By: Megan Schrader
Updated: January 12, 2016 at 5:29 pm
DENVER – Gov. John Hickenlooper will get married Saturday in a small private ceremony, kicking off a 120-day stretch of work where he will try to tackle a bungled budget with lawmakers during the 2016 General Assembly.
Hickenlooper, 63, got engaged to Robin Pringle, 37, two weeks ago. He said he proposed at their home in Denver.
“I manned up, right?” Hickenlooper said Tuesday in his pre-session media availability. “I had been trying to talk her out of it for months and she still seemed eager. … I just looked her in the eye and said ‘Should we do this? Would you be willing to get married and be my wife?’”
Hickenlooper will be busy this session trying to sell his plan to keep about $212 million in the budget instead of refunding it to voters through TABOR-mandated refunds.
“Go compare us to our neighboring states.
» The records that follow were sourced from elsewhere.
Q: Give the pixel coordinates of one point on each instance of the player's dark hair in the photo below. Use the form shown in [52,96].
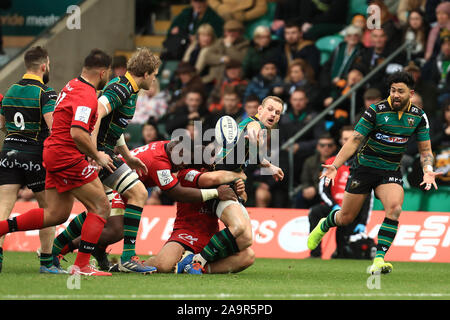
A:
[401,77]
[34,57]
[97,59]
[326,136]
[252,97]
[119,62]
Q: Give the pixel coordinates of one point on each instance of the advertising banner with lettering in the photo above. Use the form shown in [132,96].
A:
[279,233]
[30,17]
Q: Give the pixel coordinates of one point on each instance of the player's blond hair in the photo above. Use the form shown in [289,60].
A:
[142,61]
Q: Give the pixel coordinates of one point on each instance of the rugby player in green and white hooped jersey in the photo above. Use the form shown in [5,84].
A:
[384,131]
[116,106]
[237,234]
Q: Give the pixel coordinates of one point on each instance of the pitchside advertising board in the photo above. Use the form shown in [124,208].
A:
[30,17]
[278,233]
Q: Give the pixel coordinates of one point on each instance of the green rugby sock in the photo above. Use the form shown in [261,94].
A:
[131,220]
[330,221]
[72,232]
[386,236]
[222,245]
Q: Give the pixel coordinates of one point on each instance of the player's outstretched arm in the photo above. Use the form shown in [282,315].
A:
[103,109]
[347,150]
[215,178]
[427,161]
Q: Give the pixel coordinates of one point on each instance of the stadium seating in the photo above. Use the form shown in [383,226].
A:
[166,72]
[326,46]
[355,7]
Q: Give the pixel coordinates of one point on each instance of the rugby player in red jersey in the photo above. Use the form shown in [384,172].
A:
[68,173]
[196,224]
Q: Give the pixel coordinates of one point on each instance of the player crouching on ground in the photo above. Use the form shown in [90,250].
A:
[159,159]
[196,230]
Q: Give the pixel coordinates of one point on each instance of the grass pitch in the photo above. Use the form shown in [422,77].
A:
[267,279]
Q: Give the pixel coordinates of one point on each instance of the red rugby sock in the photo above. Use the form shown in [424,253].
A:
[90,233]
[30,220]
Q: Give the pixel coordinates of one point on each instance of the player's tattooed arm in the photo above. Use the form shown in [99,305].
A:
[426,155]
[358,138]
[348,149]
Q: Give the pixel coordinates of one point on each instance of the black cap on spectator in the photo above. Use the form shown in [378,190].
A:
[233,64]
[185,67]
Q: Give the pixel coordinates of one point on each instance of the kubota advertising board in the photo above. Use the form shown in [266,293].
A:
[279,233]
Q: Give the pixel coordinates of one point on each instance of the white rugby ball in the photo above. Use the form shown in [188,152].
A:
[226,131]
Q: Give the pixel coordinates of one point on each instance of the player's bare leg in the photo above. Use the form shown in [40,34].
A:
[351,205]
[232,264]
[239,225]
[391,196]
[236,237]
[136,198]
[97,205]
[46,236]
[8,198]
[167,257]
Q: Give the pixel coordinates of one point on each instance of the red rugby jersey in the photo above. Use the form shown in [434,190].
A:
[159,167]
[76,106]
[194,216]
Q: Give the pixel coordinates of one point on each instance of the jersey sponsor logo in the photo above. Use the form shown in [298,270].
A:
[381,107]
[82,114]
[118,88]
[28,166]
[190,176]
[188,238]
[164,177]
[390,139]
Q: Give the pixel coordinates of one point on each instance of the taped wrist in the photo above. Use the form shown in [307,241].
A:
[208,194]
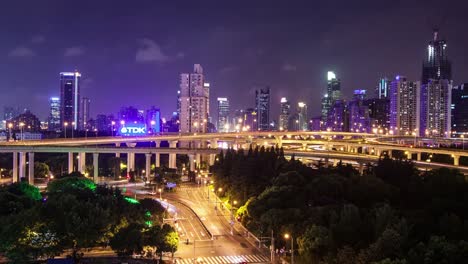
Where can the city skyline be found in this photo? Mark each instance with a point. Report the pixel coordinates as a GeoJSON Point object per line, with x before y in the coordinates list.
{"type": "Point", "coordinates": [143, 67]}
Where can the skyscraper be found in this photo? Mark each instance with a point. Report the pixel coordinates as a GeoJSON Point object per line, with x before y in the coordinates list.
{"type": "Point", "coordinates": [333, 94]}
{"type": "Point", "coordinates": [436, 90]}
{"type": "Point", "coordinates": [383, 88]}
{"type": "Point", "coordinates": [262, 106]}
{"type": "Point", "coordinates": [70, 99]}
{"type": "Point", "coordinates": [302, 116]}
{"type": "Point", "coordinates": [436, 65]}
{"type": "Point", "coordinates": [153, 120]}
{"type": "Point", "coordinates": [84, 109]}
{"type": "Point", "coordinates": [54, 114]}
{"type": "Point", "coordinates": [223, 115]}
{"type": "Point", "coordinates": [194, 101]}
{"type": "Point", "coordinates": [405, 98]}
{"type": "Point", "coordinates": [460, 109]}
{"type": "Point", "coordinates": [285, 112]}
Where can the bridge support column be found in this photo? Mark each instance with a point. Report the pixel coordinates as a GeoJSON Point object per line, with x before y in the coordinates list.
{"type": "Point", "coordinates": [130, 162]}
{"type": "Point", "coordinates": [279, 141]}
{"type": "Point", "coordinates": [82, 162]}
{"type": "Point", "coordinates": [22, 166]}
{"type": "Point", "coordinates": [172, 156]}
{"type": "Point", "coordinates": [15, 167]}
{"type": "Point", "coordinates": [147, 165]}
{"type": "Point", "coordinates": [95, 167]}
{"type": "Point", "coordinates": [70, 162]}
{"type": "Point", "coordinates": [192, 162]}
{"type": "Point", "coordinates": [117, 154]}
{"type": "Point", "coordinates": [157, 155]}
{"type": "Point", "coordinates": [409, 155]}
{"type": "Point", "coordinates": [31, 168]}
{"type": "Point", "coordinates": [361, 168]}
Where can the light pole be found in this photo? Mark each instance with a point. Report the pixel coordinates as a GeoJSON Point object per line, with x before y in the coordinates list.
{"type": "Point", "coordinates": [10, 125]}
{"type": "Point", "coordinates": [232, 216]}
{"type": "Point", "coordinates": [113, 124]}
{"type": "Point", "coordinates": [21, 126]}
{"type": "Point", "coordinates": [65, 125]}
{"type": "Point", "coordinates": [287, 236]}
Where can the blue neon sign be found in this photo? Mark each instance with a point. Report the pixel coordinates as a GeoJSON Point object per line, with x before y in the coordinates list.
{"type": "Point", "coordinates": [133, 130]}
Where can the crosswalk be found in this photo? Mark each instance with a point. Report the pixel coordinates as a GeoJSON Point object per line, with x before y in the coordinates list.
{"type": "Point", "coordinates": [226, 259]}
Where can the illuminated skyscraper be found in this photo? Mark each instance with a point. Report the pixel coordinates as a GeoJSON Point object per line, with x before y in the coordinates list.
{"type": "Point", "coordinates": [70, 99]}
{"type": "Point", "coordinates": [405, 98]}
{"type": "Point", "coordinates": [302, 116]}
{"type": "Point", "coordinates": [153, 120]}
{"type": "Point", "coordinates": [436, 90]}
{"type": "Point", "coordinates": [84, 111]}
{"type": "Point", "coordinates": [460, 109]}
{"type": "Point", "coordinates": [262, 106]}
{"type": "Point", "coordinates": [383, 88]}
{"type": "Point", "coordinates": [285, 112]}
{"type": "Point", "coordinates": [436, 65]}
{"type": "Point", "coordinates": [333, 94]}
{"type": "Point", "coordinates": [223, 115]}
{"type": "Point", "coordinates": [194, 101]}
{"type": "Point", "coordinates": [54, 114]}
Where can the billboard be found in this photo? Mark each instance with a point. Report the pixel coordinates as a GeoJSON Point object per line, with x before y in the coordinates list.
{"type": "Point", "coordinates": [133, 130]}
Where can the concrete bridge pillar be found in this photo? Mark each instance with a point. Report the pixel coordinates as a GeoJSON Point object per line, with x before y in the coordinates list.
{"type": "Point", "coordinates": [82, 162]}
{"type": "Point", "coordinates": [409, 155]}
{"type": "Point", "coordinates": [70, 162]}
{"type": "Point", "coordinates": [192, 162]}
{"type": "Point", "coordinates": [279, 141]}
{"type": "Point", "coordinates": [361, 168]}
{"type": "Point", "coordinates": [147, 165]}
{"type": "Point", "coordinates": [95, 167]}
{"type": "Point", "coordinates": [15, 167]}
{"type": "Point", "coordinates": [22, 166]}
{"type": "Point", "coordinates": [31, 168]}
{"type": "Point", "coordinates": [117, 154]}
{"type": "Point", "coordinates": [173, 156]}
{"type": "Point", "coordinates": [130, 162]}
{"type": "Point", "coordinates": [158, 155]}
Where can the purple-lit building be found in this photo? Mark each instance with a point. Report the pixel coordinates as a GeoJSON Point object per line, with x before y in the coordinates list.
{"type": "Point", "coordinates": [358, 113]}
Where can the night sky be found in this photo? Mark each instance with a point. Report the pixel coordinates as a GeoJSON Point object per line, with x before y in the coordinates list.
{"type": "Point", "coordinates": [132, 52]}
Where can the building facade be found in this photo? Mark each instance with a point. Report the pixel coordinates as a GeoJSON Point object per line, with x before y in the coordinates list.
{"type": "Point", "coordinates": [84, 112]}
{"type": "Point", "coordinates": [302, 116]}
{"type": "Point", "coordinates": [285, 112]}
{"type": "Point", "coordinates": [405, 98]}
{"type": "Point", "coordinates": [262, 106]}
{"type": "Point", "coordinates": [194, 101]}
{"type": "Point", "coordinates": [222, 123]}
{"type": "Point", "coordinates": [70, 99]}
{"type": "Point", "coordinates": [460, 109]}
{"type": "Point", "coordinates": [54, 114]}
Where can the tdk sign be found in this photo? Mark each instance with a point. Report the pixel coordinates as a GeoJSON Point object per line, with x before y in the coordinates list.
{"type": "Point", "coordinates": [133, 130]}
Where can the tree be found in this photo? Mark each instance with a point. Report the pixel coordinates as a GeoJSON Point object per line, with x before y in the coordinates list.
{"type": "Point", "coordinates": [41, 170]}
{"type": "Point", "coordinates": [128, 240]}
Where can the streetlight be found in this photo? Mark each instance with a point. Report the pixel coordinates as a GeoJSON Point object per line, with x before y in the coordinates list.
{"type": "Point", "coordinates": [10, 125]}
{"type": "Point", "coordinates": [73, 128]}
{"type": "Point", "coordinates": [65, 125]}
{"type": "Point", "coordinates": [463, 141]}
{"type": "Point", "coordinates": [21, 126]}
{"type": "Point", "coordinates": [113, 124]}
{"type": "Point", "coordinates": [287, 236]}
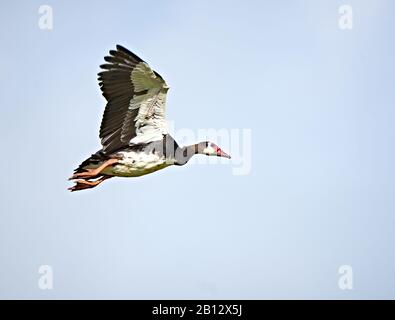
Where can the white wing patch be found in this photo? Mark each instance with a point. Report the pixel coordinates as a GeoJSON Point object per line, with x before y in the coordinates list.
{"type": "Point", "coordinates": [150, 122]}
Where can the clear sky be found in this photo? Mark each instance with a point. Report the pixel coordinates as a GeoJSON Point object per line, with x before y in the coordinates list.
{"type": "Point", "coordinates": [317, 100]}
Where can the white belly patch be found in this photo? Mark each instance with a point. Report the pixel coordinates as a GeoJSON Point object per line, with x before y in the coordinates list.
{"type": "Point", "coordinates": [135, 164]}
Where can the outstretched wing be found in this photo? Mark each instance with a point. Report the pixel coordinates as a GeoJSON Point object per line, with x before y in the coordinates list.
{"type": "Point", "coordinates": [136, 99]}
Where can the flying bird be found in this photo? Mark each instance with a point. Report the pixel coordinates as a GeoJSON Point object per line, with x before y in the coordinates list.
{"type": "Point", "coordinates": [133, 132]}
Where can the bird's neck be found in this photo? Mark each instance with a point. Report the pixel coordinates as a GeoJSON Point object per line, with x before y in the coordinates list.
{"type": "Point", "coordinates": [184, 154]}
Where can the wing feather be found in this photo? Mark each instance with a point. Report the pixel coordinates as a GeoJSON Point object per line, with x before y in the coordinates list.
{"type": "Point", "coordinates": [136, 97]}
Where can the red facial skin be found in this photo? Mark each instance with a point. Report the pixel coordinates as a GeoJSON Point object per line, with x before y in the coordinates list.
{"type": "Point", "coordinates": [219, 152]}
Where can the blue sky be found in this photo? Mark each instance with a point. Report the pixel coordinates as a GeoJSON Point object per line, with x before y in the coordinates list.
{"type": "Point", "coordinates": [318, 100]}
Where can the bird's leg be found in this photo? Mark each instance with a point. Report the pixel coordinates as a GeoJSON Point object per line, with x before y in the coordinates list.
{"type": "Point", "coordinates": [85, 184]}
{"type": "Point", "coordinates": [91, 173]}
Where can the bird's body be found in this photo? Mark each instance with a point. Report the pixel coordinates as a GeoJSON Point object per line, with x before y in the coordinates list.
{"type": "Point", "coordinates": [134, 132]}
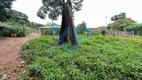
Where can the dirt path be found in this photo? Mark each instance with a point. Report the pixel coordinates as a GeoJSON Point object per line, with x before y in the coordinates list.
{"type": "Point", "coordinates": [10, 55]}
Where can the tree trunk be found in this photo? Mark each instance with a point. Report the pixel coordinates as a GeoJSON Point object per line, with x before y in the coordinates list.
{"type": "Point", "coordinates": [68, 31]}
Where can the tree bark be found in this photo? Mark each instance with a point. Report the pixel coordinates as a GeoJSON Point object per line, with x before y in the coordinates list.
{"type": "Point", "coordinates": [68, 31]}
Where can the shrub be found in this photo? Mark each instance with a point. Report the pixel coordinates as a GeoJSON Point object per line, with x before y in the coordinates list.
{"type": "Point", "coordinates": [98, 58]}
{"type": "Point", "coordinates": [137, 28]}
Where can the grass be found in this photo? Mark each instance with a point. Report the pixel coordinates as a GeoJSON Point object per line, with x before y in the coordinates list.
{"type": "Point", "coordinates": [98, 58]}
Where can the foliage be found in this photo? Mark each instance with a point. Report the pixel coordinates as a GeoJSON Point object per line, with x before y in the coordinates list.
{"type": "Point", "coordinates": [137, 28]}
{"type": "Point", "coordinates": [16, 16]}
{"type": "Point", "coordinates": [99, 58]}
{"type": "Point", "coordinates": [20, 30]}
{"type": "Point", "coordinates": [5, 6]}
{"type": "Point", "coordinates": [117, 17]}
{"type": "Point", "coordinates": [54, 8]}
{"type": "Point", "coordinates": [120, 24]}
{"type": "Point", "coordinates": [81, 28]}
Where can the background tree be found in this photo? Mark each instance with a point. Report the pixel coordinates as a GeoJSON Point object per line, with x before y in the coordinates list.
{"type": "Point", "coordinates": [17, 16]}
{"type": "Point", "coordinates": [5, 5]}
{"type": "Point", "coordinates": [66, 9]}
{"type": "Point", "coordinates": [120, 24]}
{"type": "Point", "coordinates": [81, 28]}
{"type": "Point", "coordinates": [119, 16]}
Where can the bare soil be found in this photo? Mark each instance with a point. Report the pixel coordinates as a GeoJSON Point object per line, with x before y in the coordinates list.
{"type": "Point", "coordinates": [12, 65]}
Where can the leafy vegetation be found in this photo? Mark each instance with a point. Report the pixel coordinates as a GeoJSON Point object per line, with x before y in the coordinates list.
{"type": "Point", "coordinates": [137, 28]}
{"type": "Point", "coordinates": [98, 58]}
{"type": "Point", "coordinates": [120, 24]}
{"type": "Point", "coordinates": [13, 27]}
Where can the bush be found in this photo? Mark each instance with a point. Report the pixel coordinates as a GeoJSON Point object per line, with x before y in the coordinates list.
{"type": "Point", "coordinates": [20, 30]}
{"type": "Point", "coordinates": [99, 58]}
{"type": "Point", "coordinates": [137, 28]}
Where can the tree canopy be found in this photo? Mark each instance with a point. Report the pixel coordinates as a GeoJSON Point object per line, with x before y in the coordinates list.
{"type": "Point", "coordinates": [5, 5]}
{"type": "Point", "coordinates": [54, 8]}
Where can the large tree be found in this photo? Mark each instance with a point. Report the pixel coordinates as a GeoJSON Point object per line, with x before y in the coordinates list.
{"type": "Point", "coordinates": [66, 8]}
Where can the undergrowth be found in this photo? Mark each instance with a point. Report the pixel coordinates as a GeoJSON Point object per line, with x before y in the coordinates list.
{"type": "Point", "coordinates": [98, 58]}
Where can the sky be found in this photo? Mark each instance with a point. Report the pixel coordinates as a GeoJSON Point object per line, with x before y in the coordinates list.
{"type": "Point", "coordinates": [93, 12]}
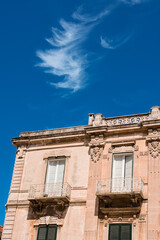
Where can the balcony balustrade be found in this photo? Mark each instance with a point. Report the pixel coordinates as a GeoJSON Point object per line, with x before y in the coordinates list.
{"type": "Point", "coordinates": [120, 195]}
{"type": "Point", "coordinates": [120, 186]}
{"type": "Point", "coordinates": [49, 192]}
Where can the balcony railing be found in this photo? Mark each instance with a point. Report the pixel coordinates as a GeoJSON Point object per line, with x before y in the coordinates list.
{"type": "Point", "coordinates": [90, 235]}
{"type": "Point", "coordinates": [50, 190]}
{"type": "Point", "coordinates": [119, 186]}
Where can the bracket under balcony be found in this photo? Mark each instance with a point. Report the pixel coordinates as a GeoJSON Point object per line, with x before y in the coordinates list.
{"type": "Point", "coordinates": [120, 196]}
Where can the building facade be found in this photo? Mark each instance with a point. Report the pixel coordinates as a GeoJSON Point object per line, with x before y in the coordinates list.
{"type": "Point", "coordinates": [100, 181]}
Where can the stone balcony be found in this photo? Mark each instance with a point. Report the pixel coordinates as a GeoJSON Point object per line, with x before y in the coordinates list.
{"type": "Point", "coordinates": [120, 196]}
{"type": "Point", "coordinates": [50, 193]}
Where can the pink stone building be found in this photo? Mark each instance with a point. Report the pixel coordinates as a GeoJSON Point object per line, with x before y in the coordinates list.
{"type": "Point", "coordinates": [100, 181]}
{"type": "Point", "coordinates": [1, 230]}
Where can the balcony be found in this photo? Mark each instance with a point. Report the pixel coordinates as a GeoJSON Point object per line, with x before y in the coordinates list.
{"type": "Point", "coordinates": [120, 196]}
{"type": "Point", "coordinates": [50, 193]}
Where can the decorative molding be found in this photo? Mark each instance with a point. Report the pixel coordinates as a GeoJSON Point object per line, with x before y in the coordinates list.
{"type": "Point", "coordinates": [154, 148]}
{"type": "Point", "coordinates": [57, 153]}
{"type": "Point", "coordinates": [96, 147]}
{"type": "Point", "coordinates": [141, 154]}
{"type": "Point", "coordinates": [127, 146]}
{"type": "Point", "coordinates": [136, 148]}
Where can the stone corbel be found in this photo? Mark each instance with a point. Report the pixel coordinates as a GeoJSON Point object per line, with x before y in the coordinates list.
{"type": "Point", "coordinates": [96, 147]}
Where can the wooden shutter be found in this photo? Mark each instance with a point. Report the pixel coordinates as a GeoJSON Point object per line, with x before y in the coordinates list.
{"type": "Point", "coordinates": [125, 232]}
{"type": "Point", "coordinates": [114, 232]}
{"type": "Point", "coordinates": [118, 173]}
{"type": "Point", "coordinates": [52, 232]}
{"type": "Point", "coordinates": [51, 171]}
{"type": "Point", "coordinates": [128, 173]}
{"type": "Point", "coordinates": [128, 166]}
{"type": "Point", "coordinates": [60, 172]}
{"type": "Point", "coordinates": [42, 233]}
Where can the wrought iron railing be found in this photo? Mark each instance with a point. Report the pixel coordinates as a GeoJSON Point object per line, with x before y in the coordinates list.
{"type": "Point", "coordinates": [49, 190]}
{"type": "Point", "coordinates": [90, 235]}
{"type": "Point", "coordinates": [120, 185]}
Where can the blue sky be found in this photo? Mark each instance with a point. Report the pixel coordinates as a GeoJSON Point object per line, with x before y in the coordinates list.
{"type": "Point", "coordinates": [60, 60]}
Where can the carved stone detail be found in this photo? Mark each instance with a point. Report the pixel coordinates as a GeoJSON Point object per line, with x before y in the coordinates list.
{"type": "Point", "coordinates": [39, 210]}
{"type": "Point", "coordinates": [96, 147]}
{"type": "Point", "coordinates": [154, 148]}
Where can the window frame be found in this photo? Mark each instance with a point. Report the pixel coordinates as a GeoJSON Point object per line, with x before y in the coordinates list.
{"type": "Point", "coordinates": [123, 154]}
{"type": "Point", "coordinates": [120, 225]}
{"type": "Point", "coordinates": [47, 227]}
{"type": "Point", "coordinates": [55, 159]}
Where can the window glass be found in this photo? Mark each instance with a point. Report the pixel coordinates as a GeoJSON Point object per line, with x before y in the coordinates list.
{"type": "Point", "coordinates": [120, 232]}
{"type": "Point", "coordinates": [47, 232]}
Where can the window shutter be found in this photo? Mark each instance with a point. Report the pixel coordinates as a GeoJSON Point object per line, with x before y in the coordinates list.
{"type": "Point", "coordinates": [60, 171]}
{"type": "Point", "coordinates": [128, 173]}
{"type": "Point", "coordinates": [51, 171]}
{"type": "Point", "coordinates": [117, 173]}
{"type": "Point", "coordinates": [42, 233]}
{"type": "Point", "coordinates": [118, 166]}
{"type": "Point", "coordinates": [128, 170]}
{"type": "Point", "coordinates": [126, 232]}
{"type": "Point", "coordinates": [52, 232]}
{"type": "Point", "coordinates": [114, 232]}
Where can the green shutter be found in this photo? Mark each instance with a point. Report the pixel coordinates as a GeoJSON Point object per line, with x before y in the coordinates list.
{"type": "Point", "coordinates": [42, 233]}
{"type": "Point", "coordinates": [52, 232]}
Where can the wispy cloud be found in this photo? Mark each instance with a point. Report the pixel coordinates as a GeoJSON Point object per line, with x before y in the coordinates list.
{"type": "Point", "coordinates": [66, 57]}
{"type": "Point", "coordinates": [113, 44]}
{"type": "Point", "coordinates": [133, 2]}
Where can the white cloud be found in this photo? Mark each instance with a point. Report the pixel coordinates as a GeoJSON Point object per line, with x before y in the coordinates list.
{"type": "Point", "coordinates": [133, 2]}
{"type": "Point", "coordinates": [66, 57]}
{"type": "Point", "coordinates": [113, 44]}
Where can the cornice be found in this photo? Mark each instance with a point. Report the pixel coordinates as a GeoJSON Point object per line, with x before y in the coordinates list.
{"type": "Point", "coordinates": [79, 134]}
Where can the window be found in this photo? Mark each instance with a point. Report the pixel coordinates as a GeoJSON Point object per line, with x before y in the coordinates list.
{"type": "Point", "coordinates": [47, 232]}
{"type": "Point", "coordinates": [54, 177]}
{"type": "Point", "coordinates": [122, 172]}
{"type": "Point", "coordinates": [120, 232]}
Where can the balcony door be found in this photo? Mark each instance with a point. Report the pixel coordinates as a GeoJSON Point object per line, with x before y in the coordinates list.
{"type": "Point", "coordinates": [122, 173]}
{"type": "Point", "coordinates": [54, 178]}
{"type": "Point", "coordinates": [120, 232]}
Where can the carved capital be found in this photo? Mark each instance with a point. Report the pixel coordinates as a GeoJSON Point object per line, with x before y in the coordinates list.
{"type": "Point", "coordinates": [96, 147]}
{"type": "Point", "coordinates": [154, 148]}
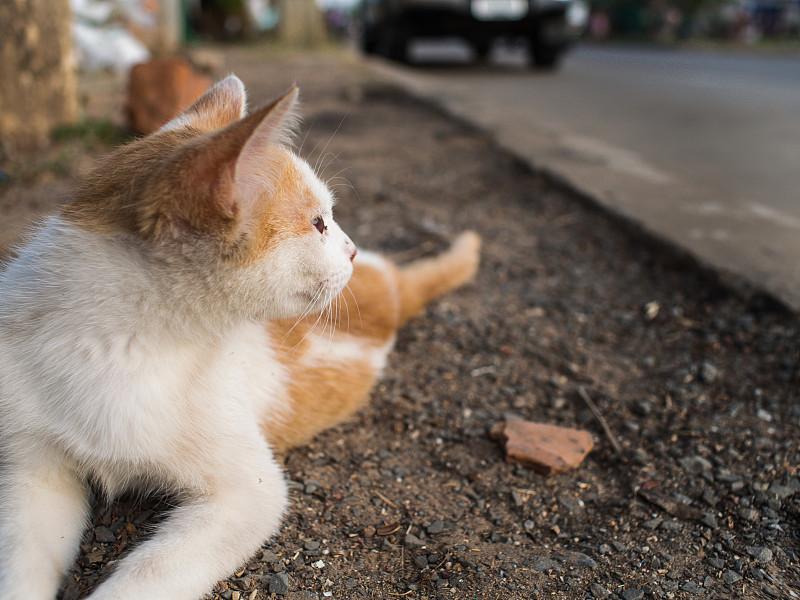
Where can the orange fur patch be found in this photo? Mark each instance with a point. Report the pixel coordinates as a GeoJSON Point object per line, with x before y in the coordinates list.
{"type": "Point", "coordinates": [323, 395]}
{"type": "Point", "coordinates": [287, 213]}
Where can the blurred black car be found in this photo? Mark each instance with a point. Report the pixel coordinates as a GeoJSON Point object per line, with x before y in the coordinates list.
{"type": "Point", "coordinates": [548, 26]}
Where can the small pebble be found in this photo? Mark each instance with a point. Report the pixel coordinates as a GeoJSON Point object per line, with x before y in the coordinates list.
{"type": "Point", "coordinates": [692, 588]}
{"type": "Point", "coordinates": [436, 527]}
{"type": "Point", "coordinates": [760, 553]}
{"type": "Point", "coordinates": [749, 514]}
{"type": "Point", "coordinates": [546, 564]}
{"type": "Point", "coordinates": [412, 542]}
{"type": "Point", "coordinates": [598, 591]}
{"type": "Point", "coordinates": [279, 584]}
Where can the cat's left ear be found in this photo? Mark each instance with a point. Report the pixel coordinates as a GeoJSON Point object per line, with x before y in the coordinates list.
{"type": "Point", "coordinates": [217, 108]}
{"type": "Point", "coordinates": [269, 126]}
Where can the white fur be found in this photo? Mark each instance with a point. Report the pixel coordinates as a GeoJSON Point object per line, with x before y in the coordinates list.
{"type": "Point", "coordinates": [132, 371]}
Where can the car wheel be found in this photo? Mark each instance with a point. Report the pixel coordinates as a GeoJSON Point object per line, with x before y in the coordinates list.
{"type": "Point", "coordinates": [544, 56]}
{"type": "Point", "coordinates": [397, 44]}
{"type": "Point", "coordinates": [482, 49]}
{"type": "Point", "coordinates": [369, 41]}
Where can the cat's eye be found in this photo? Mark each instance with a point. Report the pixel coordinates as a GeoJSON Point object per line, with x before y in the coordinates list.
{"type": "Point", "coordinates": [319, 224]}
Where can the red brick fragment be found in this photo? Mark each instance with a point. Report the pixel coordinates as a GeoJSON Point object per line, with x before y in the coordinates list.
{"type": "Point", "coordinates": [545, 448]}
Go compare us to our peer states to Minnesota and Tennessee. … We’re as tight a budget as anybody,” Hickenlooper said.
The Taxpayer’s Bill of Rights, approved by voters in 1992, mandates that state spending not increase beyond a certain rate without approval from voters. The 2015 tax year is the first time in several years that voters throughout the state will receive the refunds.